Заглагольный <мир>, человечество чисел. Греческий быт и старые нравы. Народ нравотворцев.

– Взять колючую проволоку – эти могильные памятники. И величественный <обряд войны> – молебен войнопоклонников. И серые боги, высеченные секирой из Времени. И храмовое заклание одним возрастом другого у ног серых богов – <вот что> я прочел на неизъяснимой улыбке каменной бабы, лежавшей в саду одного художника, – покрытой оспой времени.

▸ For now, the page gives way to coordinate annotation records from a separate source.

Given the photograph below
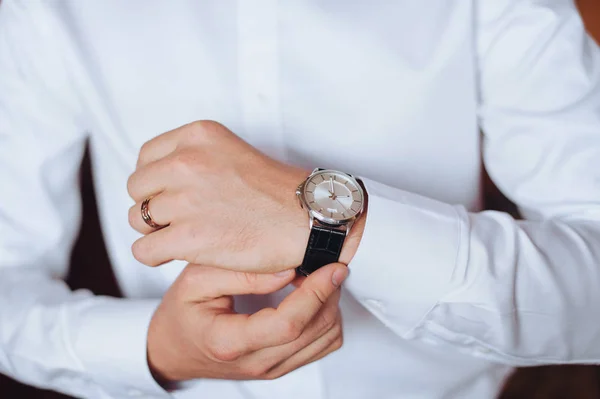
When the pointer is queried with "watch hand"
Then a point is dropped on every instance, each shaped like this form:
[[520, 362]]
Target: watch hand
[[345, 209]]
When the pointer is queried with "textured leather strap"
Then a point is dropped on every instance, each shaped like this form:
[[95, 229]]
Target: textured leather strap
[[324, 247]]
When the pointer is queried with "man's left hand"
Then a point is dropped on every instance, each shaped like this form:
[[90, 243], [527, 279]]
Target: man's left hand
[[223, 202]]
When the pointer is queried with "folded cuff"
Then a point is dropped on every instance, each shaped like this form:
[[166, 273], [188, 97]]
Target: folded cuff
[[111, 342], [406, 258]]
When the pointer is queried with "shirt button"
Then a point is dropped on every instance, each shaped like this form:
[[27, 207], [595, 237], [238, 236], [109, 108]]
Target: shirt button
[[375, 304]]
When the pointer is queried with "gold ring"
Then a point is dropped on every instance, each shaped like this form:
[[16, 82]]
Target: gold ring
[[147, 216]]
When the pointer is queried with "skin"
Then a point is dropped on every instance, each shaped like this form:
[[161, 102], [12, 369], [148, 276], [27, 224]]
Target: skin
[[232, 210], [195, 333], [225, 203]]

А требник войны загадочно торчал в ее отсутствовавших руках.


Конечно, даже вы допустите, что может быть человек и еще человек, положительное число людей. Два. Но знайте, что когда кого-нибудь нет, но его ждут, то он не только увеличивает на единицу число вещественных людей, он и отрицательный человек. И что, по воззрениям иных, мы переживаем столетия [кусты мигов] отрицательного пришельца с терновником в руке…

А вы знаете, что природа чисел та, что там, где есть да – числа и нет – числа (положительные и отрицательные существа), там есть и мнимые (-1)?

Вот почему я настойчиво хотел увидеть -1 из человека и единицу, делимую на человека. И его лицо преследовало меня всюду в шуме улиц.

Впрочем, скоро я понял, что если любимый, ожидаемый, но отсутствующий человек <есть> отрицательное существо, то каждое враждебное, постороннее собранию (но присутствующее в нем) будет -1, существом мнимым.

Мы шли по улице.

Не многие понимают, что и Москва может дать черкесские впечатления и занимать скучающий ум.

Сейчас меня занимал густовишневый, малиновый, словно перепиленный судьбой, иногда удачно заменяющей пилу, – череп Байды, этого холодного запорожца, что, усевшись по-турецки на полу, держал, как оправдательную книгу, верхнюю половину черепа и не исказил лица на нижней половине с равнодушно веселыми глазами над самым краем мыслящего ковша.

<…>

На выставке новой живописи ветер безумий заставил скитаться от мышеловки с живой мышью, прибитой к холсту, до простого пожара на ней (с запертыми зрителями).

<Это> красочно звалось: «вывесить оглоблю».

В день открытия выставки устроитель заболевает, ложится в постель и принимает врачей.

Между тем мой неловкий двойник, но гораздо хуже меня, стоял и смотрел. Я сел в поезд и уехал от него. Его усталая хожба, его изнуренный облик удивили меня. (Множество людей искало дешевых мест в поезде бессмертных душ, стоящем под парами.)

Кривое и бледное лицо осталось в памяти…


Забавно встретить лицо седого немецкого ученого в человеке, которого вы помните с золотистыми волосами, окруженными полувенком.

Мои пылкие годы.

Когда он не был убелен, он мне напоминал еще Львиное Сердце. Ласковыми, уверенными движениями он возьмет вашу руку и прочтет неясное пророчество и после взглянет внимательно и поправит два стеклышка. В те дни я тщетно искал Ариадну и Миноса, собираясь проиграть в XX столетии один рассказ греков. Это были последние дни моей юности, трепетавшей крылами, чтобы отлететь, вспорхнуть. Но их не было; наконец, пришло время, когда я почувствовал, что не смогу уже проиграть их. Это меня огорчило. Я понял, что дружба, знакомство есть ток между различным числом сил, уравнивающий их.


Был красивый юноша с мертвыми глазами, немного глупый от сознания: ты и другие. Было громкое имя и разговоры (хозяина) по телефону и меловые стены комнаты.

Что он мог предъявить, кроме верхней половины головы как оправдательную записку? Это последний запорожец.

В первые дни войны я помню черный воздух быстрых сумерек на углу Садовой и руссов, уходящих на запад. – Все помрем, – глухо сказал кто-то, взглянув на меня.